3. M&A valuations remain strong
RCM companies continue to command high valuations, particularly in the middle market, where competition among investors is fierce. From 2021 to 2024, the average enterprise value (EV)/revenue multiple for RCM deals reached 6.1x, significantly outpacing the 4.4x average from 2018 to 2020. The middle market — transactions under $500 million — has been particularly active, making up more than 80% of sector deals in 2024 as both private equity firms and strategic acquirers compete for companies with highly desirable qualities like recurring revenue models, scalable technology, and strong contract structures. The combination of predictable cash flows and growing demand for AI-driven automation has positioned healthcare RCM as one of the most sought-after healthcare IT investment categories.

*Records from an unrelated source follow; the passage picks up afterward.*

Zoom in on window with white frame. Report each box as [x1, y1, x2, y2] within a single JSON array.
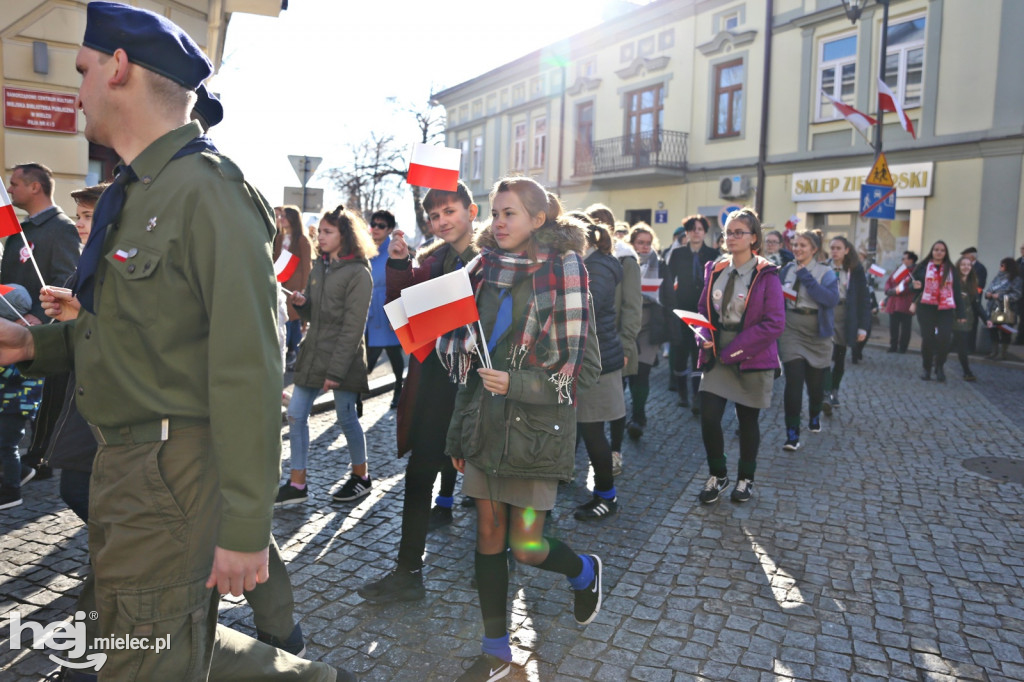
[[886, 16, 925, 109], [815, 34, 857, 121], [459, 137, 469, 178], [531, 116, 548, 168], [512, 121, 526, 170], [473, 135, 483, 180]]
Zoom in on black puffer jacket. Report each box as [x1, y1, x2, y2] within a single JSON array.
[[584, 251, 625, 374]]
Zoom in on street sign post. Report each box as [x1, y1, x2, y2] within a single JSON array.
[[860, 182, 896, 220], [285, 155, 324, 213], [283, 187, 324, 213]]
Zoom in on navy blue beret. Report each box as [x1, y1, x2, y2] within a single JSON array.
[[82, 2, 213, 90], [193, 85, 224, 130]]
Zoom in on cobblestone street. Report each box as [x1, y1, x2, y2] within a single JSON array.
[[0, 347, 1024, 682]]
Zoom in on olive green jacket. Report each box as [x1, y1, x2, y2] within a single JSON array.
[[444, 220, 601, 480], [294, 258, 374, 393], [25, 122, 283, 552]]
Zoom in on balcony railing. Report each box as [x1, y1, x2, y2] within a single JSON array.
[[573, 130, 687, 176]]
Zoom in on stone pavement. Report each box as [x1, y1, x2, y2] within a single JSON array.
[[0, 347, 1024, 682]]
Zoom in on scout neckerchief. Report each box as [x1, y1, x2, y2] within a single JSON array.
[[72, 135, 219, 314]]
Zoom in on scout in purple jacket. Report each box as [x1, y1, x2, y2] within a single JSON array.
[[696, 208, 785, 504]]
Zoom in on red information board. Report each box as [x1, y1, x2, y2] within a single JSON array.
[[3, 88, 78, 134]]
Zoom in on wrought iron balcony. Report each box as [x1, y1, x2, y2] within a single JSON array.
[[572, 130, 688, 177]]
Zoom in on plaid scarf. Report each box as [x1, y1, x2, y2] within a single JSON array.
[[437, 248, 590, 402]]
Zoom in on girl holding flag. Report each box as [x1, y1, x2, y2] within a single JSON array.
[[437, 177, 601, 682], [626, 222, 671, 438], [694, 208, 785, 504], [274, 206, 377, 505], [910, 240, 967, 381], [778, 230, 839, 450]]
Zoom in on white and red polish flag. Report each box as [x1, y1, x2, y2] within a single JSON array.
[[401, 268, 480, 345], [640, 278, 662, 294], [673, 308, 715, 330], [879, 78, 918, 139], [821, 90, 878, 135], [893, 263, 910, 284], [384, 298, 434, 363], [0, 182, 22, 237], [273, 250, 299, 284], [406, 142, 462, 191]]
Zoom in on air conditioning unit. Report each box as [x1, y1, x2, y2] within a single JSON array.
[[718, 175, 751, 199]]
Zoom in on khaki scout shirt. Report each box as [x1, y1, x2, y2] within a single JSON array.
[[26, 123, 282, 552]]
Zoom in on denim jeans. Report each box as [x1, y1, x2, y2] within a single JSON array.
[[288, 386, 367, 471], [0, 415, 26, 487]]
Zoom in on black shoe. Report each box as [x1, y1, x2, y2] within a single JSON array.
[[0, 485, 22, 509], [729, 478, 754, 503], [331, 474, 373, 502], [356, 568, 427, 604], [456, 653, 512, 682], [256, 624, 306, 658], [697, 475, 729, 505], [273, 482, 309, 507], [427, 505, 452, 532], [572, 554, 602, 625], [572, 495, 618, 521]]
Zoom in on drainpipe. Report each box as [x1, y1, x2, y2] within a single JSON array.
[[754, 0, 775, 220]]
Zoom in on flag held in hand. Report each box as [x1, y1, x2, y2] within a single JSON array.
[[406, 142, 462, 191], [640, 278, 662, 294], [384, 298, 434, 363], [0, 182, 22, 238], [273, 251, 299, 284], [401, 268, 480, 344], [673, 308, 715, 330]]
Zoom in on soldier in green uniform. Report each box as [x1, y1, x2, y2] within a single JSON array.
[[0, 2, 353, 681]]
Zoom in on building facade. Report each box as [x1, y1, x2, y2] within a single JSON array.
[[435, 0, 1024, 267], [0, 0, 287, 215]]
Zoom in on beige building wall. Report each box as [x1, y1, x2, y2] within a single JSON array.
[[437, 0, 1024, 266], [0, 0, 281, 215]]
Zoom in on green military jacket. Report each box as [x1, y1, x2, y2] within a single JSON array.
[[25, 122, 282, 552]]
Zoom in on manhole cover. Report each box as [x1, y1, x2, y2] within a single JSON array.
[[964, 457, 1024, 484]]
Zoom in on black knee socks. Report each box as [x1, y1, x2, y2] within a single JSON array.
[[474, 552, 509, 638]]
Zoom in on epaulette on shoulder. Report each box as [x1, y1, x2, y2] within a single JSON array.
[[200, 152, 245, 182]]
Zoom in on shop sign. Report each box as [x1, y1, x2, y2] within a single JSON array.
[[791, 162, 935, 202], [3, 88, 78, 134]]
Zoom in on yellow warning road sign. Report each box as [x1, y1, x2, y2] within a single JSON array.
[[864, 154, 893, 187]]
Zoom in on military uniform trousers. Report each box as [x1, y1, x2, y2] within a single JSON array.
[[89, 425, 336, 682]]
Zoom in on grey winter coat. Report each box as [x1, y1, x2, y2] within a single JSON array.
[[295, 258, 374, 392], [445, 218, 601, 480]]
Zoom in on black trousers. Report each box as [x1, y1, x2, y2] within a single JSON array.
[[918, 303, 950, 370], [889, 312, 913, 353]]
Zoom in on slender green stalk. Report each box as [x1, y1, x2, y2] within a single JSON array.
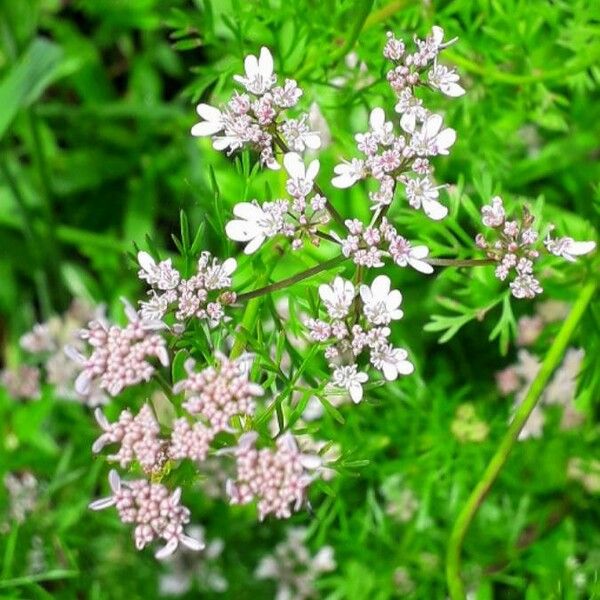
[[237, 255, 346, 302], [446, 281, 597, 600]]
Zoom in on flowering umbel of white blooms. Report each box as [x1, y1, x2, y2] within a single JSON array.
[[255, 527, 336, 600], [90, 471, 204, 559], [138, 252, 237, 327], [306, 275, 414, 403], [192, 47, 321, 169], [227, 431, 321, 521], [475, 196, 596, 299], [65, 303, 169, 396]]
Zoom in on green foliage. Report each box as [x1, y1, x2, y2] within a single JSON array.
[[0, 0, 600, 600]]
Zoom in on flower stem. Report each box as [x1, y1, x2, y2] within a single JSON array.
[[236, 255, 346, 302], [273, 133, 346, 229], [446, 281, 597, 600]]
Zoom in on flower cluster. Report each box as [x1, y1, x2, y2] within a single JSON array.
[[192, 47, 321, 169], [92, 404, 167, 473], [332, 27, 464, 220], [90, 471, 204, 559], [475, 196, 596, 299], [20, 300, 108, 407], [227, 432, 321, 521], [65, 303, 169, 396], [256, 528, 336, 600], [338, 217, 433, 274], [225, 152, 329, 254], [138, 252, 237, 327], [173, 352, 264, 433], [306, 275, 414, 403]]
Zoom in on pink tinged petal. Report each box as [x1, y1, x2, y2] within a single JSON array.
[[441, 82, 465, 98], [381, 362, 398, 381], [222, 258, 237, 275], [385, 290, 402, 310], [154, 538, 178, 560], [258, 46, 273, 79], [283, 152, 306, 179], [408, 258, 433, 275], [423, 200, 448, 221], [179, 534, 206, 552], [196, 104, 221, 121], [369, 107, 385, 129], [244, 234, 266, 254], [63, 345, 87, 365], [423, 114, 443, 140], [431, 25, 444, 46], [300, 454, 323, 471], [396, 112, 417, 133], [88, 496, 116, 510], [435, 127, 456, 154], [225, 219, 262, 242], [348, 382, 363, 404], [75, 371, 92, 396], [244, 54, 259, 79], [306, 159, 321, 181], [190, 121, 223, 135], [371, 275, 392, 300], [359, 284, 373, 304]]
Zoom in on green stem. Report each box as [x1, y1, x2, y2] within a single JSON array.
[[446, 281, 597, 600], [236, 255, 346, 302]]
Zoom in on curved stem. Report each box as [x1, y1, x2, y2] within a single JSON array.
[[236, 255, 346, 302], [273, 133, 346, 230], [446, 281, 597, 600]]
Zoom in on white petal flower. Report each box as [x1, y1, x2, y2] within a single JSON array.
[[233, 46, 276, 96], [428, 64, 465, 98], [371, 344, 415, 381], [319, 276, 356, 319], [333, 365, 369, 404], [400, 113, 456, 156], [406, 177, 448, 221], [360, 275, 404, 325], [225, 202, 283, 254], [331, 158, 366, 189], [544, 235, 596, 262], [283, 152, 320, 198], [192, 104, 225, 137]]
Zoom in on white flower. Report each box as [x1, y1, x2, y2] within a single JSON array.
[[544, 234, 596, 262], [192, 104, 225, 137], [319, 276, 356, 319], [371, 344, 415, 381], [331, 158, 366, 189], [233, 46, 276, 96], [406, 177, 448, 221], [225, 202, 283, 254], [333, 365, 369, 404], [137, 252, 181, 290], [428, 64, 465, 98], [281, 114, 321, 152], [369, 107, 394, 146], [481, 196, 506, 227], [389, 236, 433, 275], [283, 152, 320, 198], [400, 113, 456, 156], [360, 275, 404, 325]]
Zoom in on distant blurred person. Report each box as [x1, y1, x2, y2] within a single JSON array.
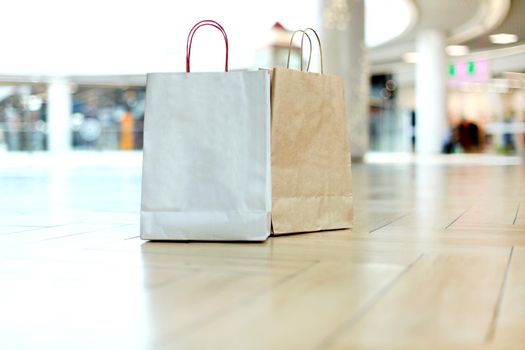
[[456, 118, 482, 153], [120, 110, 135, 150]]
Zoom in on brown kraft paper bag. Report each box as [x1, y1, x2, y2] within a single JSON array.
[[271, 28, 352, 235]]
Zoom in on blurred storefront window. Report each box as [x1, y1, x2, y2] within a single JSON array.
[[71, 86, 145, 150], [0, 84, 47, 151]]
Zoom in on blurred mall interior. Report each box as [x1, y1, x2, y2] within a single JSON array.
[[0, 0, 525, 157], [0, 0, 525, 350]]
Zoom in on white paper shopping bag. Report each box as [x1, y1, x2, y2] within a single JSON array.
[[141, 21, 272, 241]]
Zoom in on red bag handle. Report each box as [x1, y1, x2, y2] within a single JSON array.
[[186, 19, 228, 73]]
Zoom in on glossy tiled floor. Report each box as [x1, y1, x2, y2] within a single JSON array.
[[0, 154, 525, 350]]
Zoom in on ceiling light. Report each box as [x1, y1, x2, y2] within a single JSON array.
[[445, 45, 469, 56], [489, 33, 518, 44], [403, 52, 417, 63]]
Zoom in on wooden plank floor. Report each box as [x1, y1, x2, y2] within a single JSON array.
[[0, 154, 525, 350]]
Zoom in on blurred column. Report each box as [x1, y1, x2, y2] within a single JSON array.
[[416, 29, 448, 154], [321, 0, 370, 159], [47, 79, 71, 152]]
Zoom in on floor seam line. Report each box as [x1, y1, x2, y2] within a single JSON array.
[[512, 203, 521, 225], [368, 212, 410, 234], [315, 253, 425, 350], [485, 246, 514, 343], [445, 205, 472, 230]]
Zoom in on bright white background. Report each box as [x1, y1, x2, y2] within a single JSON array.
[[0, 0, 411, 75]]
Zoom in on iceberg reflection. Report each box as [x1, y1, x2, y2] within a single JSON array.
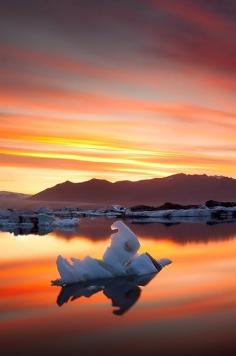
[[53, 273, 157, 315]]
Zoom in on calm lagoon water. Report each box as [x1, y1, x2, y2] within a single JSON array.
[[0, 218, 236, 355]]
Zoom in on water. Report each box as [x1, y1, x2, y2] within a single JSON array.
[[0, 218, 236, 355]]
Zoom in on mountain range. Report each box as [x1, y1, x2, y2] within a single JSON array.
[[29, 173, 236, 205]]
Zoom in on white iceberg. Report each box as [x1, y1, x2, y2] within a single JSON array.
[[53, 221, 171, 285]]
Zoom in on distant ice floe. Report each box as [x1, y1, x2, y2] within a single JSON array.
[[53, 221, 171, 285]]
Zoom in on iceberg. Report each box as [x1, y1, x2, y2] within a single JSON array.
[[52, 221, 171, 285], [57, 273, 156, 315]]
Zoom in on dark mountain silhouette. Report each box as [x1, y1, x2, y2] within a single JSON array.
[[0, 190, 30, 199], [30, 173, 236, 206]]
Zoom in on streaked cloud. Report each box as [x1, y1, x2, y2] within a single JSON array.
[[0, 0, 236, 192]]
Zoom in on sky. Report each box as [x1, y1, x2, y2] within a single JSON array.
[[0, 0, 236, 194]]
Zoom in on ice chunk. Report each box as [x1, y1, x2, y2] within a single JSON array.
[[55, 221, 171, 284], [103, 221, 140, 270]]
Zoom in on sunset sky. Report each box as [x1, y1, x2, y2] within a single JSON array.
[[0, 0, 236, 193]]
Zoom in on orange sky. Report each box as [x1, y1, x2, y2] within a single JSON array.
[[0, 0, 236, 193]]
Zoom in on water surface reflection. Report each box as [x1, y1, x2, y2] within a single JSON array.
[[54, 273, 156, 315], [0, 219, 236, 356]]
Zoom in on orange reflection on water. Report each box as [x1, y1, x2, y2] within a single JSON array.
[[0, 227, 236, 352]]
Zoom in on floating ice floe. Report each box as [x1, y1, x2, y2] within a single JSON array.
[[53, 221, 171, 285], [57, 273, 156, 315]]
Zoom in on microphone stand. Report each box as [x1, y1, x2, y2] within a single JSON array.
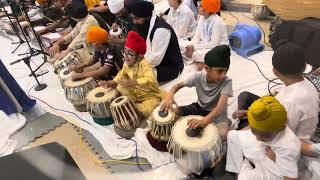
[[0, 1, 25, 54], [10, 2, 48, 91]]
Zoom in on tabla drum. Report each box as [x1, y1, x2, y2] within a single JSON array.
[[109, 28, 124, 39], [53, 52, 81, 73], [63, 77, 97, 112], [0, 17, 14, 34], [251, 4, 271, 20], [59, 68, 73, 88], [110, 96, 142, 139], [40, 33, 62, 48], [27, 26, 46, 39], [147, 106, 175, 152], [87, 87, 118, 126], [167, 116, 222, 175]]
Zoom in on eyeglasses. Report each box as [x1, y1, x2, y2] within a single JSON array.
[[121, 49, 137, 57]]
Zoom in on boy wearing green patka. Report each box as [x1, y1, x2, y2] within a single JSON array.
[[162, 45, 233, 140]]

4. Consolidation of RCM technology firms
The healthcare RCM market remains highly fragmented. This provides a strong M&A pipeline for platform acquisitions and roll-up strategies. Large healthcare IT vendors are actively acquiring RCM firms to integrate AI, automation, and risk adjustment tools into their solutions rather than building in-house capabilities. Industry leaders, such as Waystar, R1 RCM, and Epic, are expanding their product offerings in an effort to enhance revenue cycle efficiency and reduce administrative complexity. The scale of consolidation is further evident in Clayton, Dubilier & Rice and TowerBrook Capital Partners' $8.9 billion take-private acquisition of R1 RCM. This deal reinforced the attractiveness of end-to-end RCM platforms.
5. B2B healthcare RCM platforms outperforming direct-to-consumer healthcare IT
As referenced earlier, B2B healthcare RCM platforms have become the preferred investment target compared to direct-to-consumer healthcare IT. B2B healthcare IT transactions accounted for about 72% of total sector deals in 2024, reflecting a more than 24% year-over-year increase. In contrast, direct-to-consumer healthcare IT companies (e.g., telehealth providers) saw a nearly 29% decline in deal volume due to issues including market saturation and economic pressures.
Private equity and strategic acquirers are prioritizing B2B RCM vendors with qualities like high customer retention, scalable software, and mission-critical revenue cycle capabilities. The shift toward enterprise-focused, technology-driven revenue cycle solutions reflects broader trends in healthcare IT, where automation, interoperability, and financial optimization are paramount.
Now let's look at five areas healthcare RCM business owners should focus on if they are planning for or considering a sale of their company this year.
1. Strengthening recurring revenue and contract stability
Buyers, especially private equity firms and strategic acquirers, prioritize healthcare RCM businesses with predictable, recurring revenue streams and long-term client contracts. Owners should work to secure multi-year contracts with providers, payers, and health systems as this will help demonstrate revenue stability. Reducing customer churn and increasing contract renewal rates will enhance valuation and make the business even more attractive to investors. In addition, implementing tiered pricing models, value-based pricing, and/or bundled service agreements can further solidify revenue predictability and enhance the appeal of the company.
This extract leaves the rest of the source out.